Live stream? More like dead stream.
When the NFL Sunday Ticket rights were up for grabs this offseason, everyone was hoping the league would step into the future and make the game more accessible.
Specifically, the NFL had a great chance to partner with a streaming service to make it easier to watch games on Sundays. For all of its issues, MLB might be leading the charge in accessibility to games with MLB.tv allowing fans to watch out-of-market games with relative ease. NBA League Pass has its problems but the concept of it is something that the NFL absolutely could have stolen.
Instead, the new NFL Sunday Ticket experience has been a total nightmare all season long. YouTube TV was the service that the league partnered with, something that annoyed fans at the time since it might have been the single worst option on the table.

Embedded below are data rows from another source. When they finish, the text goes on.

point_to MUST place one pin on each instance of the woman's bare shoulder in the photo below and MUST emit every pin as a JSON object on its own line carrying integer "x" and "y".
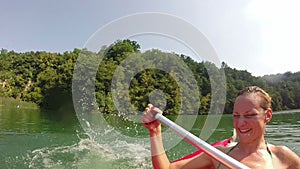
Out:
{"x": 285, "y": 155}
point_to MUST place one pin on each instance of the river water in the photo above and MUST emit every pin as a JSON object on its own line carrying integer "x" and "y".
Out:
{"x": 33, "y": 138}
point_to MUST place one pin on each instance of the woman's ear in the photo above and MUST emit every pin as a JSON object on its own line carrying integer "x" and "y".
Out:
{"x": 268, "y": 115}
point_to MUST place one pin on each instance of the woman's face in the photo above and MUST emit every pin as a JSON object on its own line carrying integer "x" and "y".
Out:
{"x": 249, "y": 118}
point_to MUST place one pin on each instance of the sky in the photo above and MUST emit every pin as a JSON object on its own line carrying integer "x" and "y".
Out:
{"x": 260, "y": 36}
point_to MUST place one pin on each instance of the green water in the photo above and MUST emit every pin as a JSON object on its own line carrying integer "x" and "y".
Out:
{"x": 31, "y": 138}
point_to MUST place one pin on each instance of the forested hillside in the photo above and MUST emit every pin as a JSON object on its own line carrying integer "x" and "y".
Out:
{"x": 46, "y": 79}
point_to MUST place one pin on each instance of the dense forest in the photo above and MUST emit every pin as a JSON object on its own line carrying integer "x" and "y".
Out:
{"x": 46, "y": 78}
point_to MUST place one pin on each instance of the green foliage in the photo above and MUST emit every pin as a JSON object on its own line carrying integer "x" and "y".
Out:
{"x": 124, "y": 72}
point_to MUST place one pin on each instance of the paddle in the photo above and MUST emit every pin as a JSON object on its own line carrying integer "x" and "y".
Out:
{"x": 197, "y": 142}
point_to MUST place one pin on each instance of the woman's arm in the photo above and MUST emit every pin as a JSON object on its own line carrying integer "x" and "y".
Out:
{"x": 159, "y": 157}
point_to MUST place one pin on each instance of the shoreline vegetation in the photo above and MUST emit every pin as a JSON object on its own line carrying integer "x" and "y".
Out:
{"x": 45, "y": 79}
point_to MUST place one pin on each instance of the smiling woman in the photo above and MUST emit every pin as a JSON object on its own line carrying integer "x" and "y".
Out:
{"x": 252, "y": 112}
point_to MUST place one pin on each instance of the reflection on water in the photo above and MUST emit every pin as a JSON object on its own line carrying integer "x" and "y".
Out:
{"x": 30, "y": 138}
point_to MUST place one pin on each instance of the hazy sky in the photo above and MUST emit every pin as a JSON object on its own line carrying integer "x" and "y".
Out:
{"x": 260, "y": 36}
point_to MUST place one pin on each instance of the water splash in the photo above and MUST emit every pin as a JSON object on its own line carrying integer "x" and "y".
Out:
{"x": 88, "y": 153}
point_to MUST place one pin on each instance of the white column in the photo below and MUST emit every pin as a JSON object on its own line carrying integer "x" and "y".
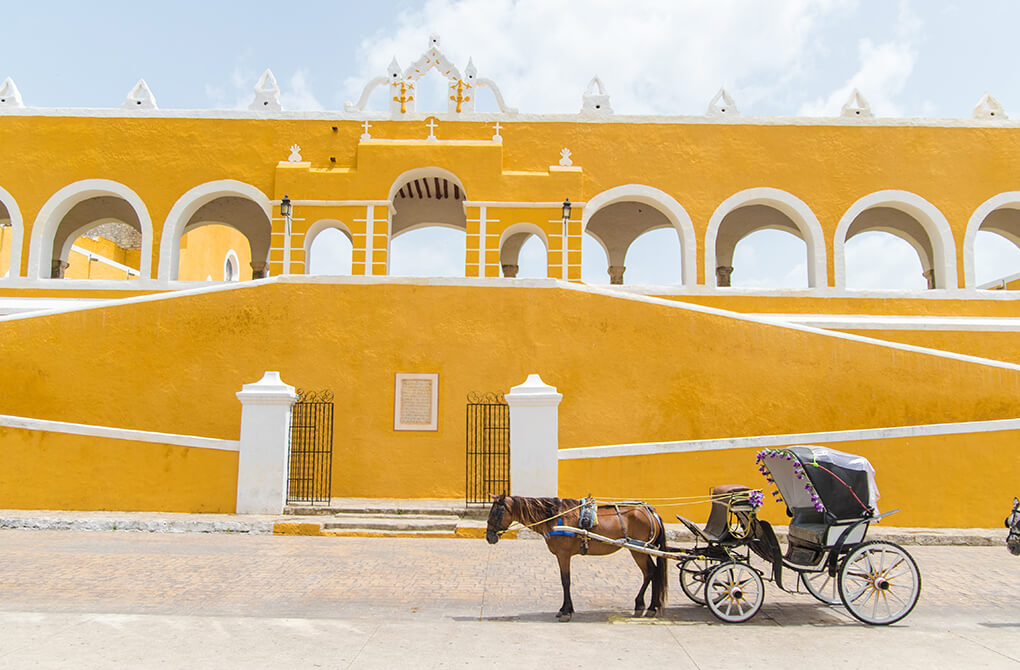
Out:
{"x": 533, "y": 437}
{"x": 265, "y": 436}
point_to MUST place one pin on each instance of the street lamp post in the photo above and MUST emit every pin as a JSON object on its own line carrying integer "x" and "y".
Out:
{"x": 286, "y": 209}
{"x": 566, "y": 220}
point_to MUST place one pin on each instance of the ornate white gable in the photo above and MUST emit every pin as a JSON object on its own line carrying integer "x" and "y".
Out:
{"x": 988, "y": 107}
{"x": 596, "y": 98}
{"x": 9, "y": 96}
{"x": 722, "y": 105}
{"x": 856, "y": 106}
{"x": 402, "y": 85}
{"x": 140, "y": 97}
{"x": 266, "y": 94}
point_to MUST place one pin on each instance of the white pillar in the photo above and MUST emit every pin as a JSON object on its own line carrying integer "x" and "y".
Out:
{"x": 534, "y": 437}
{"x": 265, "y": 436}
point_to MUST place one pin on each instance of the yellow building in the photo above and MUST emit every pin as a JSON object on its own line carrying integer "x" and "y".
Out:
{"x": 677, "y": 385}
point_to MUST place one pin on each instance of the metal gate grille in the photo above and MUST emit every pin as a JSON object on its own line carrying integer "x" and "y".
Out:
{"x": 488, "y": 447}
{"x": 310, "y": 473}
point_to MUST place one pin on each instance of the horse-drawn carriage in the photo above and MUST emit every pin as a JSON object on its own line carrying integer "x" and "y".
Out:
{"x": 830, "y": 498}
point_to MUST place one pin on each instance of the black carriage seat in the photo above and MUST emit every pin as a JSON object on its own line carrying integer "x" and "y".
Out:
{"x": 808, "y": 525}
{"x": 717, "y": 528}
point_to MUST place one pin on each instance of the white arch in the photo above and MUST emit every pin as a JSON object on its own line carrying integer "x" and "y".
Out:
{"x": 313, "y": 232}
{"x": 664, "y": 203}
{"x": 1008, "y": 200}
{"x": 185, "y": 208}
{"x": 932, "y": 220}
{"x": 530, "y": 228}
{"x": 45, "y": 227}
{"x": 16, "y": 233}
{"x": 784, "y": 202}
{"x": 421, "y": 172}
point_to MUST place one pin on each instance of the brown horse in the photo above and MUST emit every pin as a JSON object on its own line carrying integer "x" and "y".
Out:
{"x": 632, "y": 521}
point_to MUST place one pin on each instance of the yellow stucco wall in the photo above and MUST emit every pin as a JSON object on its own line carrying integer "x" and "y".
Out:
{"x": 949, "y": 481}
{"x": 827, "y": 166}
{"x": 59, "y": 471}
{"x": 629, "y": 371}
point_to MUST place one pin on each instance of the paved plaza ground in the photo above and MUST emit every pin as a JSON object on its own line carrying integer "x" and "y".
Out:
{"x": 104, "y": 600}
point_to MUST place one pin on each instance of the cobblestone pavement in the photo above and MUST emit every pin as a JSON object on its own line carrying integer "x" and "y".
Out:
{"x": 140, "y": 600}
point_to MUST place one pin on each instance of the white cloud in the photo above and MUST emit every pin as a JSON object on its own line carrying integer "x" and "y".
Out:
{"x": 882, "y": 72}
{"x": 656, "y": 56}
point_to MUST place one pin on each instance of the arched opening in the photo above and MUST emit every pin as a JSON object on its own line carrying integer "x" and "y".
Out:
{"x": 204, "y": 249}
{"x": 886, "y": 262}
{"x": 523, "y": 252}
{"x": 78, "y": 209}
{"x": 594, "y": 260}
{"x": 618, "y": 216}
{"x": 251, "y": 232}
{"x": 99, "y": 238}
{"x": 617, "y": 225}
{"x": 770, "y": 259}
{"x": 228, "y": 203}
{"x": 428, "y": 226}
{"x": 876, "y": 259}
{"x": 655, "y": 258}
{"x": 909, "y": 218}
{"x": 991, "y": 244}
{"x": 107, "y": 251}
{"x": 330, "y": 252}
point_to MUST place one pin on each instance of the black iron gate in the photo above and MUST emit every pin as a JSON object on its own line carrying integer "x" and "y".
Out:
{"x": 488, "y": 447}
{"x": 310, "y": 472}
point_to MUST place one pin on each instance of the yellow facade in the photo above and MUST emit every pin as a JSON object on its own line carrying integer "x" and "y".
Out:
{"x": 697, "y": 364}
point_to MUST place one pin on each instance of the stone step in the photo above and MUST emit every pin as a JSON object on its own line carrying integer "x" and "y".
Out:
{"x": 396, "y": 522}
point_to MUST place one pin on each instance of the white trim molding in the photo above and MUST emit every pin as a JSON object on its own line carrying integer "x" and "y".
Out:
{"x": 89, "y": 430}
{"x": 16, "y": 230}
{"x": 761, "y": 442}
{"x": 45, "y": 227}
{"x": 798, "y": 212}
{"x": 185, "y": 208}
{"x": 665, "y": 204}
{"x": 932, "y": 220}
{"x": 1008, "y": 200}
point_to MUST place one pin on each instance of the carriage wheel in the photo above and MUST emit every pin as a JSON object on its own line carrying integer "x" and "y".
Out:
{"x": 734, "y": 591}
{"x": 879, "y": 582}
{"x": 822, "y": 585}
{"x": 694, "y": 571}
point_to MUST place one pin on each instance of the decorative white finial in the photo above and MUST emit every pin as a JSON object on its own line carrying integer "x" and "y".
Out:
{"x": 988, "y": 107}
{"x": 856, "y": 107}
{"x": 9, "y": 96}
{"x": 596, "y": 103}
{"x": 266, "y": 94}
{"x": 722, "y": 105}
{"x": 140, "y": 97}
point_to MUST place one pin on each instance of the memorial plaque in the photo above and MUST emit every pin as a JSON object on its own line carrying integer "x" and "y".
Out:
{"x": 416, "y": 402}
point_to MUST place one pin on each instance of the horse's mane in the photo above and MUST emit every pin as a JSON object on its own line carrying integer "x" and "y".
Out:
{"x": 532, "y": 510}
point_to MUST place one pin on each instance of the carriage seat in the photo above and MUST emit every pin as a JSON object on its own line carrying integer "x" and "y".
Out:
{"x": 716, "y": 529}
{"x": 808, "y": 526}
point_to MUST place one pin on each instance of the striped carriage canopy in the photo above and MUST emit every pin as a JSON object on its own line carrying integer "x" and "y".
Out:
{"x": 845, "y": 482}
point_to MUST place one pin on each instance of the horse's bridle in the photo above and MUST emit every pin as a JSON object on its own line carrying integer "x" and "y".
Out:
{"x": 502, "y": 507}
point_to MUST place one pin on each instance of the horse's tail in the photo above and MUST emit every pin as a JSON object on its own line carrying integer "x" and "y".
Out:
{"x": 660, "y": 578}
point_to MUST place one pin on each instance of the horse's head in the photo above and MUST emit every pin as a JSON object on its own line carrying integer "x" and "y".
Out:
{"x": 1013, "y": 523}
{"x": 499, "y": 519}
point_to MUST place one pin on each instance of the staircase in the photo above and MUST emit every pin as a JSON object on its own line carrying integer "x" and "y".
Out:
{"x": 371, "y": 518}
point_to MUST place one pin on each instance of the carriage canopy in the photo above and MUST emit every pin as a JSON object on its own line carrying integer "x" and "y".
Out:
{"x": 823, "y": 478}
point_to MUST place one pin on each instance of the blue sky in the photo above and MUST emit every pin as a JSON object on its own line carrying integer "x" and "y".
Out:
{"x": 781, "y": 57}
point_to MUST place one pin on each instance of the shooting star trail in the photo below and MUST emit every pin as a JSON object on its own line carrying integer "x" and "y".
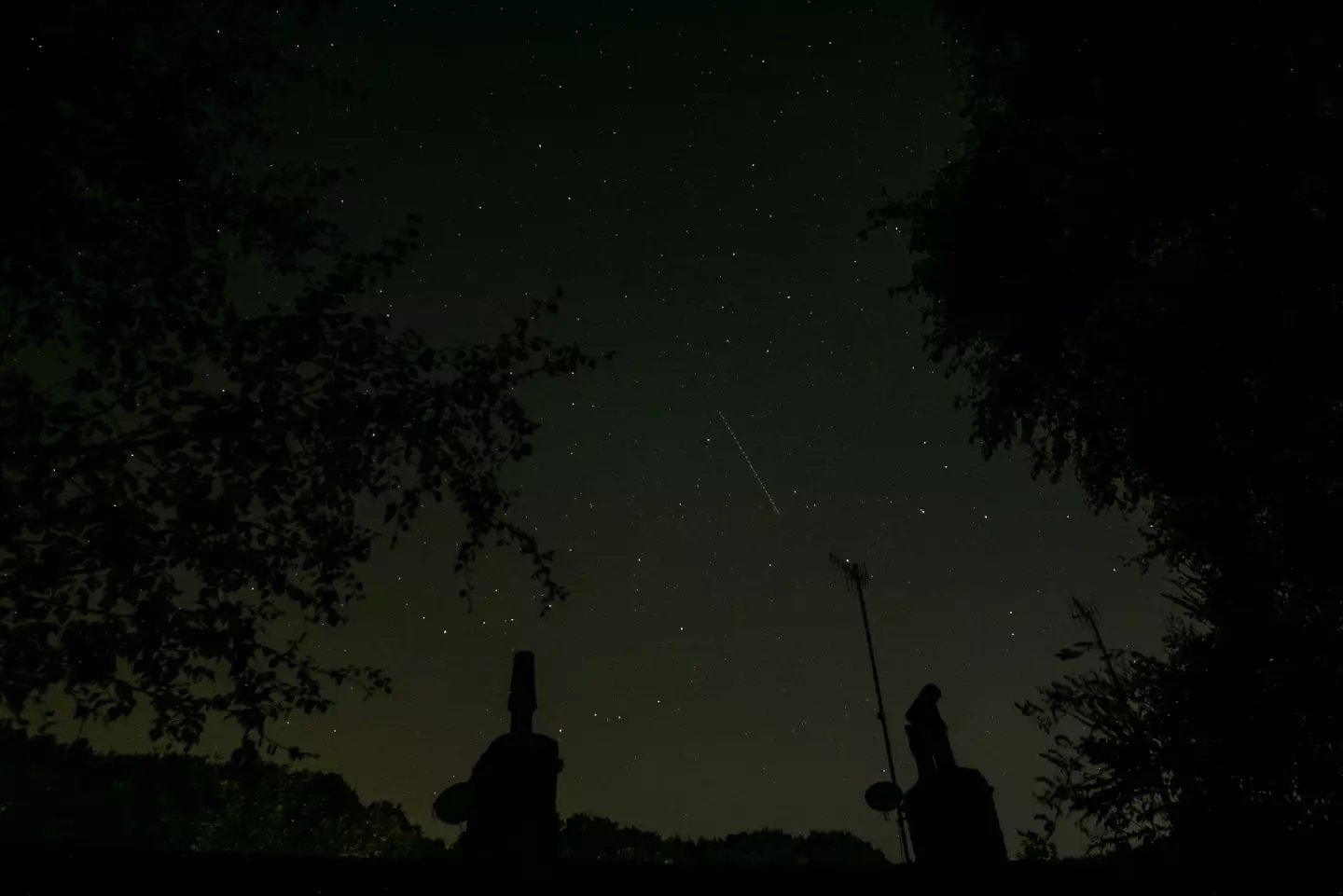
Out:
{"x": 750, "y": 463}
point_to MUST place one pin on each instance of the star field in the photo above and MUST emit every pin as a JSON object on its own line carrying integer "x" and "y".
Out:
{"x": 696, "y": 185}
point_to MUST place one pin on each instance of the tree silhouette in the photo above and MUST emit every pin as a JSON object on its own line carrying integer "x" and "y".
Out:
{"x": 188, "y": 804}
{"x": 1131, "y": 259}
{"x": 183, "y": 465}
{"x": 591, "y": 840}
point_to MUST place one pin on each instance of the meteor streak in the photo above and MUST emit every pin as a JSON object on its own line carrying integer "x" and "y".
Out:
{"x": 750, "y": 463}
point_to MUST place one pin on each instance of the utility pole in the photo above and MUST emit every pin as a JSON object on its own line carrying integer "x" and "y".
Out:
{"x": 856, "y": 576}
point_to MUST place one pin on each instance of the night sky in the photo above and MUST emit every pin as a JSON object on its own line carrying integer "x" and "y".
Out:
{"x": 696, "y": 186}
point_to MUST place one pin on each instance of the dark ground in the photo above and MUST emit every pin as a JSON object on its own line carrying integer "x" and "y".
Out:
{"x": 66, "y": 871}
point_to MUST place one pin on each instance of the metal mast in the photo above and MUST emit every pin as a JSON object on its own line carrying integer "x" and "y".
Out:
{"x": 856, "y": 576}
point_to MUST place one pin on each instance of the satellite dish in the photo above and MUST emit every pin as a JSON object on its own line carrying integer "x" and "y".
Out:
{"x": 454, "y": 805}
{"x": 884, "y": 797}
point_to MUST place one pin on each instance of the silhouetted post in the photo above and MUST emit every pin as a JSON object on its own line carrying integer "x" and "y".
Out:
{"x": 952, "y": 819}
{"x": 856, "y": 576}
{"x": 509, "y": 801}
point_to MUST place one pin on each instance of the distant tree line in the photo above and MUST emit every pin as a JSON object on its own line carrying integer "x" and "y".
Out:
{"x": 69, "y": 794}
{"x": 54, "y": 794}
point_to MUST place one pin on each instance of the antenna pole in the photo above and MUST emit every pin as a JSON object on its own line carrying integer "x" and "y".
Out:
{"x": 857, "y": 576}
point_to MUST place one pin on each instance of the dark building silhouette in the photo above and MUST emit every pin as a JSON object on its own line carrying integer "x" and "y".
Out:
{"x": 949, "y": 810}
{"x": 510, "y": 814}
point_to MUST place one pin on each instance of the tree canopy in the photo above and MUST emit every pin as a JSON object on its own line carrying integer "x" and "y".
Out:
{"x": 1131, "y": 261}
{"x": 182, "y": 469}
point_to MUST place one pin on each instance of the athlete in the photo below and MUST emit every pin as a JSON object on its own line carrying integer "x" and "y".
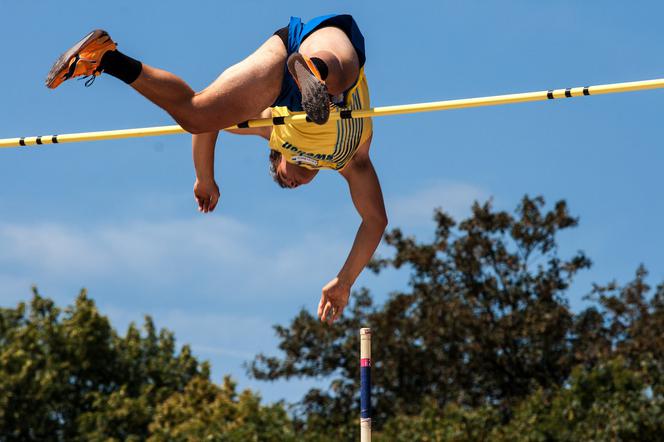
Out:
{"x": 316, "y": 68}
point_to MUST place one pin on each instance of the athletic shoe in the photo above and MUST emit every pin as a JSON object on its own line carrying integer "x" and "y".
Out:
{"x": 315, "y": 99}
{"x": 82, "y": 59}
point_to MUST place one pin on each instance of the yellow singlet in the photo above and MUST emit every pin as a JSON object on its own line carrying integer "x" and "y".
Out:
{"x": 328, "y": 146}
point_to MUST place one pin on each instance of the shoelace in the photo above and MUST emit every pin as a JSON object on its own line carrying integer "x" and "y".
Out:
{"x": 89, "y": 79}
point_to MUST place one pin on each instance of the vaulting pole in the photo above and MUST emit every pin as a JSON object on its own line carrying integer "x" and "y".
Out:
{"x": 300, "y": 118}
{"x": 365, "y": 385}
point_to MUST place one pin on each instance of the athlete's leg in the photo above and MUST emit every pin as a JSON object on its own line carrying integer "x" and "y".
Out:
{"x": 332, "y": 45}
{"x": 239, "y": 93}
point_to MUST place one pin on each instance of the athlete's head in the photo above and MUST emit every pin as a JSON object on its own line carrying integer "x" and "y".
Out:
{"x": 288, "y": 175}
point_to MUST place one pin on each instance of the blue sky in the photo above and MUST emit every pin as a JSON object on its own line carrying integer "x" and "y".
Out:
{"x": 119, "y": 218}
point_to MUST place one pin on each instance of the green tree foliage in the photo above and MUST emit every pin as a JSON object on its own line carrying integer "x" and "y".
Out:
{"x": 205, "y": 411}
{"x": 611, "y": 402}
{"x": 483, "y": 326}
{"x": 67, "y": 375}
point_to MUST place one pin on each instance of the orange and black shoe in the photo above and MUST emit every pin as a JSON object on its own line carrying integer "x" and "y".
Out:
{"x": 82, "y": 59}
{"x": 315, "y": 98}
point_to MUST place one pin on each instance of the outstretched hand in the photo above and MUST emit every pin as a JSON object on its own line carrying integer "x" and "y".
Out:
{"x": 333, "y": 300}
{"x": 206, "y": 193}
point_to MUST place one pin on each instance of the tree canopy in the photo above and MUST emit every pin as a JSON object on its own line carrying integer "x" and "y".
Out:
{"x": 481, "y": 346}
{"x": 484, "y": 325}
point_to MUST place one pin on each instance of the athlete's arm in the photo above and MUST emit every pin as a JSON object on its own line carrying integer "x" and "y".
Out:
{"x": 206, "y": 190}
{"x": 368, "y": 200}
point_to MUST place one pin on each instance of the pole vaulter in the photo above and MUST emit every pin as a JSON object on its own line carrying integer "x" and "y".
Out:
{"x": 301, "y": 118}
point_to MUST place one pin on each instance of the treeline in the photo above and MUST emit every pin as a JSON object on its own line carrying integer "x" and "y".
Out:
{"x": 481, "y": 347}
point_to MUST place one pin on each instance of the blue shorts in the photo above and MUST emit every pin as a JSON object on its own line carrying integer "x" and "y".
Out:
{"x": 290, "y": 95}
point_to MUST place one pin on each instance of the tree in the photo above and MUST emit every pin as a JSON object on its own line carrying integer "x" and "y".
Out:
{"x": 67, "y": 375}
{"x": 485, "y": 320}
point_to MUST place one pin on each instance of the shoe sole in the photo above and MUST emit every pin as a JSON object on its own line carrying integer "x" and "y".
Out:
{"x": 315, "y": 98}
{"x": 63, "y": 62}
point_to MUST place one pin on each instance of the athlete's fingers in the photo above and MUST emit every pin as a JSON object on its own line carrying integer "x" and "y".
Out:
{"x": 321, "y": 304}
{"x": 337, "y": 313}
{"x": 213, "y": 202}
{"x": 326, "y": 310}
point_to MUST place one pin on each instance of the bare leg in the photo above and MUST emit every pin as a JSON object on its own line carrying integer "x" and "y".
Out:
{"x": 242, "y": 91}
{"x": 247, "y": 88}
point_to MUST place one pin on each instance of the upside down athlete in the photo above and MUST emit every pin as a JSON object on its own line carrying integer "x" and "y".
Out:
{"x": 315, "y": 67}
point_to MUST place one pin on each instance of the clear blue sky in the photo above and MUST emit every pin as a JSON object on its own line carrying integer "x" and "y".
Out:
{"x": 119, "y": 218}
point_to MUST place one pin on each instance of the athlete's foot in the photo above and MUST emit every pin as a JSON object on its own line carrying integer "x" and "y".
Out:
{"x": 315, "y": 99}
{"x": 82, "y": 59}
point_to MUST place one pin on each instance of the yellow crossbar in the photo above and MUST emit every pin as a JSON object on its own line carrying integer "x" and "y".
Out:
{"x": 300, "y": 117}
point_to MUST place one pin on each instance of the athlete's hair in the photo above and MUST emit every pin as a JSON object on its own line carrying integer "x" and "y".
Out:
{"x": 275, "y": 159}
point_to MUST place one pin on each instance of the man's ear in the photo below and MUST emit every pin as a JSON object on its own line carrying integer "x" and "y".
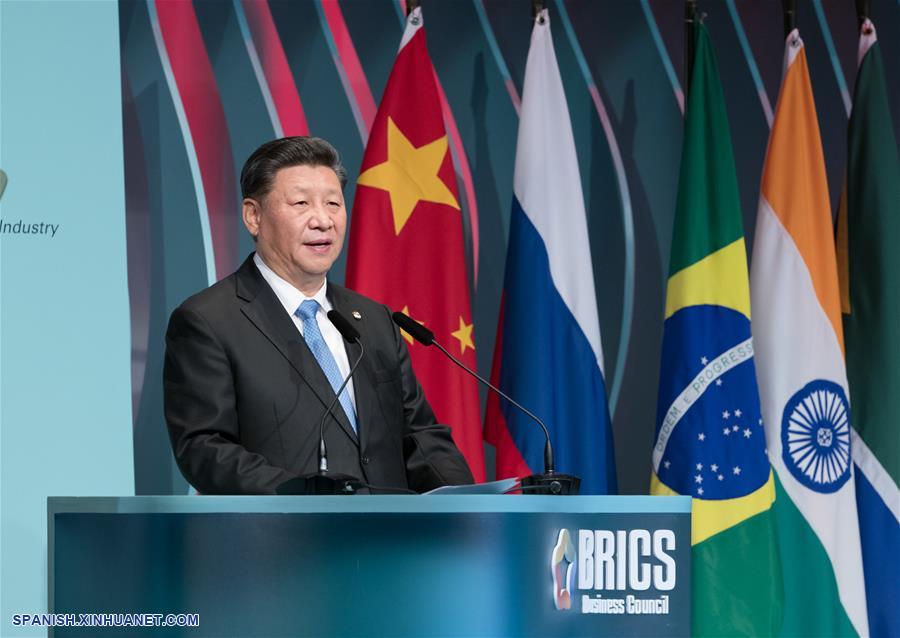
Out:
{"x": 250, "y": 212}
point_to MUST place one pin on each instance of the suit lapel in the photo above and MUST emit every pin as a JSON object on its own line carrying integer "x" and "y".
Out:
{"x": 265, "y": 311}
{"x": 363, "y": 382}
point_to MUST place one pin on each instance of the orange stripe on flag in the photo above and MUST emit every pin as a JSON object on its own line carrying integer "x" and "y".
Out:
{"x": 795, "y": 186}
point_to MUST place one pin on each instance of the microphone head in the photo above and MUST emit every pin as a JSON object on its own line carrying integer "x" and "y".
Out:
{"x": 416, "y": 330}
{"x": 348, "y": 332}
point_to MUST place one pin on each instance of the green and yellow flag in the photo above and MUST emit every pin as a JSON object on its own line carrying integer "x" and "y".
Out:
{"x": 710, "y": 441}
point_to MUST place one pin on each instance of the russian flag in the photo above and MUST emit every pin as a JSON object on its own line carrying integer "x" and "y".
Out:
{"x": 548, "y": 354}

The result has been as bad as everyone expected. Prices were laughed at when the deal was announced, but anyone who is paying over $300 for the ability to watch games on Sunday are being met with constant issues that make enjoying games impossible.
NFL Sunday Ticket issues were driving fans crazy in Week 8
Tampa Bay Buccaneers fans were squarely in the center of this problem on Sunday. The Bucs played on Thursday, which meant fans were in a position to kick back and casually enjoy some football.
NFL Sunday Ticket and YouTube TV had other ideas, though. Fans started complaining about streams buffering and freezing, and it turned out to be a widespread issue.
It's also not a new issue, which makes the whole transition to YouTube TV even more frustrating.
When the NFL Sunday Ticket rights were going to be up for grabs, the best landing spots seemed to be services like Hulu or Apple -- services people actually enjoy using. Taking a page from NBA League Pass, the NFL could have charged individually for games on Apple and allow fans to purchase out-of-market games as easily and familiarly as buying a movie.
YouTube TV is still a largely unknown service compared to its competitors, and this is exactly the opposite way to make a name for the service. It seems whenever the service gets mentioned it's negative, and drawing the ire of NFL fans is a good way to end up on the wrong side of the streaming wars.